Third International Conference on Spoken Language Processing (ICSLP 94)

Yokohama, Japan
September 18-22, 1994

Talker Localization and Speech Recognition Using a Microphone Array and a Cross-Powerspectrum Phase Analysis

Diego Giuliani, Maurizio Omologo, P. Svaizer

IRST-Istituto per la Ricerca Scientifica e Tecnologica, Povo di Trento, Italy

Mismatch in training and testing conditions reduces considerably the performance of a speaker-independent HMM-based continuous speech recognizer. Compensation of this mismatch can avoid the complex and time-consuming retraining of the recognizer. This paper describes an acquisition system based on a four omnidirectional microphone array that was employed to reproduce a "bearnformed" version of the original acoustic messages acquired in a noisy and reverberant environment, with a talker-microphone distance of one meter.

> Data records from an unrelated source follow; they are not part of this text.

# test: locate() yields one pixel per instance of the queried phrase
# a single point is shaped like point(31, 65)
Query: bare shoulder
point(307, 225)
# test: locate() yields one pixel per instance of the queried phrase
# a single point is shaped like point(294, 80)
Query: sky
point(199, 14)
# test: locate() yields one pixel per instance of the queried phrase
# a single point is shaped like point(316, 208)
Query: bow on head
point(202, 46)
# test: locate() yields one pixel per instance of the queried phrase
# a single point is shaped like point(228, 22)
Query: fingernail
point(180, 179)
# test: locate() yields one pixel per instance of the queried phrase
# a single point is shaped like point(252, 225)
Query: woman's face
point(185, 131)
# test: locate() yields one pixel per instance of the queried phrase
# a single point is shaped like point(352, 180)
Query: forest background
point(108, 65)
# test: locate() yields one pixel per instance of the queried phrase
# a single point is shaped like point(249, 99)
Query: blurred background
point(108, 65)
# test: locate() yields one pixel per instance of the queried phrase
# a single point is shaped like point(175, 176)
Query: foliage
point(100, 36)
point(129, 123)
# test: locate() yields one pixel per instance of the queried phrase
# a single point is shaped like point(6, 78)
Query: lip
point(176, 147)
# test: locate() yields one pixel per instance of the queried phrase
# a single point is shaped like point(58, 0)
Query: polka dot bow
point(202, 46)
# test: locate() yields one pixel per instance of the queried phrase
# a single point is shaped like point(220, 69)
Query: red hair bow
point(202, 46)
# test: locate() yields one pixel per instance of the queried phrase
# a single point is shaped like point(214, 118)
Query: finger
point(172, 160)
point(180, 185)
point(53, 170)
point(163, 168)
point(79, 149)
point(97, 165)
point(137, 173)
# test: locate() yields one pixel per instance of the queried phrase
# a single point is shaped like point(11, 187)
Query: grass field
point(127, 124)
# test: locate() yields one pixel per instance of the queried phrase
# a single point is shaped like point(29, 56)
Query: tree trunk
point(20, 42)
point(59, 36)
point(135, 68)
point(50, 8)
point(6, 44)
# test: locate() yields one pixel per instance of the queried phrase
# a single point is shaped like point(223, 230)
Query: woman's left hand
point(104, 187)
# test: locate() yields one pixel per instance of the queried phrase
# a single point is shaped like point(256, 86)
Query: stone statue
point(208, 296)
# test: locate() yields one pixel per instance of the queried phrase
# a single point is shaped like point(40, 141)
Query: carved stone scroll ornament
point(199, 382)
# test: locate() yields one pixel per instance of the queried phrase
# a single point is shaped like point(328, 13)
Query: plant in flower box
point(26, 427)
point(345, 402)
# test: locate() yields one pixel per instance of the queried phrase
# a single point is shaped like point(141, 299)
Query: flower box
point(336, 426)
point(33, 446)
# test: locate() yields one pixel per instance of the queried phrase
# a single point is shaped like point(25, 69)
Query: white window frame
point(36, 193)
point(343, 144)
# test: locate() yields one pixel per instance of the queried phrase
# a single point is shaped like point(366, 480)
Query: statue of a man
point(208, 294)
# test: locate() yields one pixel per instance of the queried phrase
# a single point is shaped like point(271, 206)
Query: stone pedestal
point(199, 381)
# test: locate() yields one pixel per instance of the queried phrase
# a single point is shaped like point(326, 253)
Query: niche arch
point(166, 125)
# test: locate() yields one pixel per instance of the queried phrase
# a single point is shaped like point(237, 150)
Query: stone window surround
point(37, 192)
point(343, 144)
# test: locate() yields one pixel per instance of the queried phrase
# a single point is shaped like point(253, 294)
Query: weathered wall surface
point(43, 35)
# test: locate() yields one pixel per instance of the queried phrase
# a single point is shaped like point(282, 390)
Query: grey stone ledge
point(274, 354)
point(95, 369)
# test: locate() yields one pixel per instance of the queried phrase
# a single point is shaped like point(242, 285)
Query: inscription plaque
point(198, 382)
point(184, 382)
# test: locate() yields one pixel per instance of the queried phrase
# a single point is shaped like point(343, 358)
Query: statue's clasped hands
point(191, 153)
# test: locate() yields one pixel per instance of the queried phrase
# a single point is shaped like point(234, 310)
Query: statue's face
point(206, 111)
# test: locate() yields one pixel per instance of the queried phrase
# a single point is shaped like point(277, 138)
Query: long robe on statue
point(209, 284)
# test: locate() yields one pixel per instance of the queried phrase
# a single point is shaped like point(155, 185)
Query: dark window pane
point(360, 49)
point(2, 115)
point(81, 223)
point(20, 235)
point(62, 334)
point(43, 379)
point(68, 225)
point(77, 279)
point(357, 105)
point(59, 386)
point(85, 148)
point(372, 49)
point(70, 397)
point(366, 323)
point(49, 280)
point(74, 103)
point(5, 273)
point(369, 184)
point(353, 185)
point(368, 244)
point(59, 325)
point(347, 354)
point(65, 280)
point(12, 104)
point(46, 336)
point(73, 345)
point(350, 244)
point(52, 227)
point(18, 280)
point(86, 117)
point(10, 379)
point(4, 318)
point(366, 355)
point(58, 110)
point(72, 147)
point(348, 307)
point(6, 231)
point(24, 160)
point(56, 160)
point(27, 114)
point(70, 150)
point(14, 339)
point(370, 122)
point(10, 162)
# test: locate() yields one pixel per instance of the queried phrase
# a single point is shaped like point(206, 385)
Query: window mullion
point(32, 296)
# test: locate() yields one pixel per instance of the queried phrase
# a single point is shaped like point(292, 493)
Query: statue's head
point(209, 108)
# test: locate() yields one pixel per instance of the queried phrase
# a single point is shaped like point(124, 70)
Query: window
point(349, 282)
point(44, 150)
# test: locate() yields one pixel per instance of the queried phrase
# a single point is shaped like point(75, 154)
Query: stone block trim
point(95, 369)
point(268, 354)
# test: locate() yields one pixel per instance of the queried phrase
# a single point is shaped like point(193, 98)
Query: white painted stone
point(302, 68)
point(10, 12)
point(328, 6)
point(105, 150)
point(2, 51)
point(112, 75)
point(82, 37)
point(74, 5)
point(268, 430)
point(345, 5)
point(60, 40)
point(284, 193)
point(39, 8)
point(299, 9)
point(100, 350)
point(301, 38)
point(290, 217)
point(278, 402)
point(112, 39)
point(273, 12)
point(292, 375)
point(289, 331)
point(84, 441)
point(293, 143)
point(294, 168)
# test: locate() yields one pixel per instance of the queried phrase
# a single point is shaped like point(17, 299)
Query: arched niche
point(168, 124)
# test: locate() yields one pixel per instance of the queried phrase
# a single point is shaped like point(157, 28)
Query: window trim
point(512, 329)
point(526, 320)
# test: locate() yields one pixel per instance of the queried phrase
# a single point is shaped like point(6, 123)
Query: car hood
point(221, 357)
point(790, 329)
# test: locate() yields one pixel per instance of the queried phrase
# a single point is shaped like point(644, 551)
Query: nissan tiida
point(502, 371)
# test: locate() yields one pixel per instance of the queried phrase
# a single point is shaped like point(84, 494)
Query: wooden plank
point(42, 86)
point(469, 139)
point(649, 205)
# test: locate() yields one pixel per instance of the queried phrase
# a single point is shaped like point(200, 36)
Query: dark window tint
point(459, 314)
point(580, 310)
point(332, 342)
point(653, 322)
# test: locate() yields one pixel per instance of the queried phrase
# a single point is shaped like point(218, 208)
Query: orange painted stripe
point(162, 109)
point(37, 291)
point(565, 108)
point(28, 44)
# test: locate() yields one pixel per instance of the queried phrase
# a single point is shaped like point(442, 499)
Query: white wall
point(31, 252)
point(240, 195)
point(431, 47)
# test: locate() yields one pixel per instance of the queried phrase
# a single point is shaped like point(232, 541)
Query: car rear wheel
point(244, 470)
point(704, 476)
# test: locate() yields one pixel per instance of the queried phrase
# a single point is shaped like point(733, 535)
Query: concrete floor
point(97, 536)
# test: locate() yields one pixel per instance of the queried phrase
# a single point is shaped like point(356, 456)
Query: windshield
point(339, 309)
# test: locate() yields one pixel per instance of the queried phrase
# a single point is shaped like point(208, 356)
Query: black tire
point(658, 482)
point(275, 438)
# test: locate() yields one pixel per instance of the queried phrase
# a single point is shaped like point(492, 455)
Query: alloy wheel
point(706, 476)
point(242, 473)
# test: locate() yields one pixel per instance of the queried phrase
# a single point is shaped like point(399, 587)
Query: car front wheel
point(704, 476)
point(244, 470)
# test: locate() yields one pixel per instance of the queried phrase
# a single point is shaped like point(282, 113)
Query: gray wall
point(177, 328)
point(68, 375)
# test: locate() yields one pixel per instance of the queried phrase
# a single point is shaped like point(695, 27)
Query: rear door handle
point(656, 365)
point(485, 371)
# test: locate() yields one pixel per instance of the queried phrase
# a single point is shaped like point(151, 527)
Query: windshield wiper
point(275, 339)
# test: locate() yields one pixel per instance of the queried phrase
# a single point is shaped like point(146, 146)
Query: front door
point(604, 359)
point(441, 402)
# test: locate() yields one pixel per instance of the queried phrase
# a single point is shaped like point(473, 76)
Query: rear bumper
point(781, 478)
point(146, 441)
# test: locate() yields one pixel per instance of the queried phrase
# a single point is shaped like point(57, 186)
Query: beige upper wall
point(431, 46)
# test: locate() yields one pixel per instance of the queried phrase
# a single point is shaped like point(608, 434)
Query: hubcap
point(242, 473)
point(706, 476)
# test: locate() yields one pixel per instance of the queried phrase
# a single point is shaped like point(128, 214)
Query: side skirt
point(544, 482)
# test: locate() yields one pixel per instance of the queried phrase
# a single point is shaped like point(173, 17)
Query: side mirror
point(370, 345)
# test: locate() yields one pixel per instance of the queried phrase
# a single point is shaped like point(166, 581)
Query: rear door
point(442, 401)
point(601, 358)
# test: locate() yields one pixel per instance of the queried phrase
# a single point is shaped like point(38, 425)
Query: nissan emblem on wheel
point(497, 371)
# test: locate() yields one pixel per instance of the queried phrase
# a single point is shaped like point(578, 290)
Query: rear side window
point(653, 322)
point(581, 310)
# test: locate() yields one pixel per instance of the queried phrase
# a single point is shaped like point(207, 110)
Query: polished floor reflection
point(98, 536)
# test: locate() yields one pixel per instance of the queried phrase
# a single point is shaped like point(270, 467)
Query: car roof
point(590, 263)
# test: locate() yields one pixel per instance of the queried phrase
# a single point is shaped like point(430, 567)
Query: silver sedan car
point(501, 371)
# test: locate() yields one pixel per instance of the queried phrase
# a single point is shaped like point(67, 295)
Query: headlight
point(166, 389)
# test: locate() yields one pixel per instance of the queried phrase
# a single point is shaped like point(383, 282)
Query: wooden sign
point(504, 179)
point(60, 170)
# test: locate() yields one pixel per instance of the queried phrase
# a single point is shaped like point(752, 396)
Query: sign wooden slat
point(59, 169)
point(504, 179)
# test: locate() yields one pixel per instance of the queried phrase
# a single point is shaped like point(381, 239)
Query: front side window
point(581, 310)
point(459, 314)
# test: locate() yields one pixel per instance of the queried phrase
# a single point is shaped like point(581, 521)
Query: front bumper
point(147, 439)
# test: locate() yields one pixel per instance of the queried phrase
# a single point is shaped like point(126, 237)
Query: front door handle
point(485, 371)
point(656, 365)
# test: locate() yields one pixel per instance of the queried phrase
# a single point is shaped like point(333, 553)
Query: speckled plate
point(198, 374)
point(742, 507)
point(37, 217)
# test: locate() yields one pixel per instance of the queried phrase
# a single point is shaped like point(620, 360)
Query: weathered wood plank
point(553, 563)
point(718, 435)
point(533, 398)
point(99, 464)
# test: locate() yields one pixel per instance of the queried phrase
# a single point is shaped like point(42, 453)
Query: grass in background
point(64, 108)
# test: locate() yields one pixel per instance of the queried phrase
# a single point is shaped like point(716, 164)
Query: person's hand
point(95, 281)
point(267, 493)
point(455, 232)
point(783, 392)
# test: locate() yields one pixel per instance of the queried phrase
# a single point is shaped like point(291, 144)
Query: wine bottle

In this preliminary activity, some simple noise compensation techniques (i.e. a Mean Spectrum based Enhancement and a Cepstrum Mean Subtraction) were incorporated in this preprocessing stage to obtain an enhanced version of the given utterance. Feeding a clean-condition trained continuous speech recognizer with enhanced signals led to a significant improvement of performance, if compared to the use of unprocessed single-microphone signals as input.